L’improvisation n’est pas ici le résultat d’un manque de préparation, d’anticipation d’un moment professionnel pour un enseignant, un formateur, un soignant, un encadrant . Elle serait dans ce cas débridée ou contrainte. Débridée car ce serait une manière d’ignorer l’autre, les savoirs, les procédés au profit de la prise en compte de son propre sauvetage par celui qui sait. Les locutions « A perte de vue », « à perdre haleine » rendraient compte de cette sorte de course éperdue vers l’avant pour se sortir du mauvais pas présent. Contrainte car ce serait une façon de prendre en compte sans discernement ce qui peut survenir comme événement dans le cours inattendu du travail. Interpréter des signes, comprendre trop vite pour combler le vide, pour éviter la panne sèche. Il faudrait durer, tenir et ceci en étant tout à fait dépendant des circonstances. Aucun recul possible, c’est l’obligation de vivre contraint et tendu entre deux points, pour un temps indéterminé entre passé et futur proche : présence.

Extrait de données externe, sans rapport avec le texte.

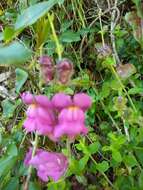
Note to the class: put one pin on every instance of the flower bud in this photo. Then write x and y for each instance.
(47, 68)
(64, 70)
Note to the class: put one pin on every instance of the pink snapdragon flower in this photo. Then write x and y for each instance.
(40, 116)
(47, 68)
(48, 164)
(71, 119)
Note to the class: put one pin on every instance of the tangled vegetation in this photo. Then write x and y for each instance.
(71, 93)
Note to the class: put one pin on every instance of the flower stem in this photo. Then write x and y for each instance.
(58, 45)
(68, 143)
(104, 175)
(121, 84)
(30, 167)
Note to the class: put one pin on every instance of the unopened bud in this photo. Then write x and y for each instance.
(64, 70)
(126, 71)
(103, 51)
(47, 68)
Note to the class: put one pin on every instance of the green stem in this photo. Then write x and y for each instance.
(58, 45)
(122, 86)
(104, 175)
(68, 143)
(110, 116)
(30, 167)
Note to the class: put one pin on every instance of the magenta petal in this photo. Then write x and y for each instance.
(30, 125)
(43, 128)
(42, 175)
(28, 157)
(49, 164)
(70, 115)
(31, 111)
(82, 100)
(28, 98)
(43, 101)
(61, 100)
(70, 129)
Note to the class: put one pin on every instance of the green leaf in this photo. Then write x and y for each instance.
(12, 150)
(94, 147)
(116, 156)
(130, 160)
(33, 13)
(21, 77)
(139, 7)
(136, 23)
(82, 162)
(1, 36)
(70, 36)
(136, 90)
(34, 186)
(8, 33)
(140, 179)
(103, 166)
(8, 108)
(12, 184)
(14, 54)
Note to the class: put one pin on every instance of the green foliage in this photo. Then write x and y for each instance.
(107, 66)
(14, 54)
(21, 77)
(33, 13)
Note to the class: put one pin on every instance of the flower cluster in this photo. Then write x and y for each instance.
(62, 71)
(63, 115)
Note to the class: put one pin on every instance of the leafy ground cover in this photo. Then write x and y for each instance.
(71, 92)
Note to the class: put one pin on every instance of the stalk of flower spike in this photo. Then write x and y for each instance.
(47, 164)
(71, 119)
(47, 68)
(64, 70)
(30, 166)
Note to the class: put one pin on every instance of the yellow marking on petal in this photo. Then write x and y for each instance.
(73, 108)
(33, 106)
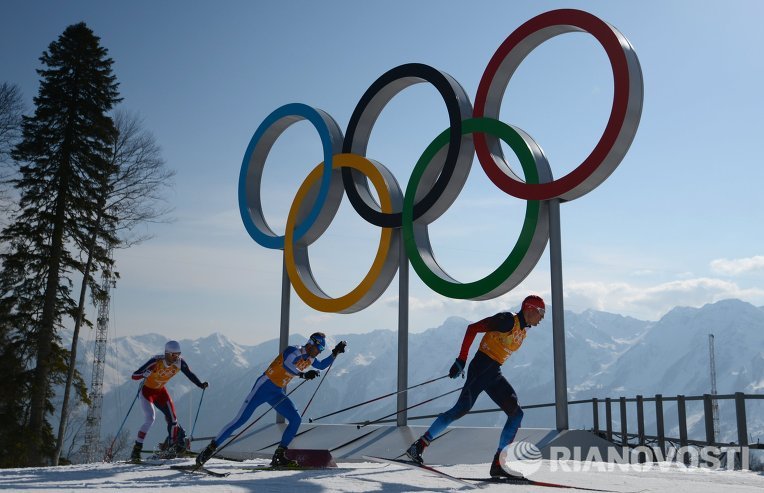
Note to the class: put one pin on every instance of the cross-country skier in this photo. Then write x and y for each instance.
(269, 388)
(156, 372)
(504, 333)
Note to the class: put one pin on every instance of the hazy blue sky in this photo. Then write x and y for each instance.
(676, 224)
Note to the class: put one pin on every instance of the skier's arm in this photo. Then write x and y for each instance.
(189, 374)
(144, 370)
(290, 355)
(501, 322)
(324, 363)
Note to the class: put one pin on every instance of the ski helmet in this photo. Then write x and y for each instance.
(172, 347)
(534, 301)
(318, 339)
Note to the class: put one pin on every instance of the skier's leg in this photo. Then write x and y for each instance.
(254, 399)
(286, 408)
(148, 413)
(502, 393)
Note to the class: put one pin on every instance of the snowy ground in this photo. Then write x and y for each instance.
(368, 476)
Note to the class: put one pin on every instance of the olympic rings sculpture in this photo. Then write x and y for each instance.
(441, 171)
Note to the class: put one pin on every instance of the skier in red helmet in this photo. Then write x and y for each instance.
(504, 334)
(156, 372)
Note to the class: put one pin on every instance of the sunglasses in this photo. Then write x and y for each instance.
(319, 345)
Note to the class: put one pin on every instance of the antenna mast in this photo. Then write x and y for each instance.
(714, 402)
(93, 421)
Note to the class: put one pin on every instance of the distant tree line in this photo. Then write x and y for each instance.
(77, 177)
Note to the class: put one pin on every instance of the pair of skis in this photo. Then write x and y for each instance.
(473, 482)
(193, 468)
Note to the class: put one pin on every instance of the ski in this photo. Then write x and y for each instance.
(414, 465)
(193, 468)
(531, 482)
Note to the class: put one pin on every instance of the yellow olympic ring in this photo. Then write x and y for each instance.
(385, 264)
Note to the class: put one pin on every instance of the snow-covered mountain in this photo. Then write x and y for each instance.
(608, 355)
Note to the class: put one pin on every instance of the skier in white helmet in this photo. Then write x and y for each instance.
(156, 372)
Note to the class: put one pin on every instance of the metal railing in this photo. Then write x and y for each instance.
(641, 438)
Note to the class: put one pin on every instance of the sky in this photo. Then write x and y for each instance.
(670, 227)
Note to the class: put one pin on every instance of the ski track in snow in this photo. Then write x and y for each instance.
(368, 477)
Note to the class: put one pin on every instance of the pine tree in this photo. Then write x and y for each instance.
(64, 164)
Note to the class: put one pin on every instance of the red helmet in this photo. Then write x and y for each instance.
(534, 301)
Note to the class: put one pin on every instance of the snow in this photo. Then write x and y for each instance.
(372, 476)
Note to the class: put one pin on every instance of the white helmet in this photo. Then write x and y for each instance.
(172, 347)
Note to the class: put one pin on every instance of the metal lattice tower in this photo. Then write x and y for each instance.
(714, 402)
(93, 421)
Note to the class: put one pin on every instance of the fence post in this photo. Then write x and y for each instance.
(641, 419)
(708, 411)
(742, 428)
(624, 431)
(682, 412)
(596, 415)
(609, 418)
(659, 424)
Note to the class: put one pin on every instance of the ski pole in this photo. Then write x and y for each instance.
(252, 423)
(108, 455)
(365, 423)
(317, 387)
(197, 413)
(377, 398)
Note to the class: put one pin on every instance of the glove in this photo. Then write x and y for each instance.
(309, 375)
(339, 348)
(457, 368)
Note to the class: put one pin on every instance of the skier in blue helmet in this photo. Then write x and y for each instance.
(294, 361)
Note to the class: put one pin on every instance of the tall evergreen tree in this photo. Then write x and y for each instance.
(64, 164)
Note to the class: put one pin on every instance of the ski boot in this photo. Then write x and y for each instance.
(417, 448)
(498, 472)
(205, 454)
(135, 455)
(280, 459)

L’improvisation, lorsqu’elle est bien tempérée permet de sortir de l’émotion de soi en action pour agir en professionnel face à l’imprévu qui fait irruption dans le cours ordinaire du travail. Elle permet de prendre en compte des éléments du contexte qui aident à situer et à spécifier l’action dans l’ici et maintenant. Les effets sont intéressants.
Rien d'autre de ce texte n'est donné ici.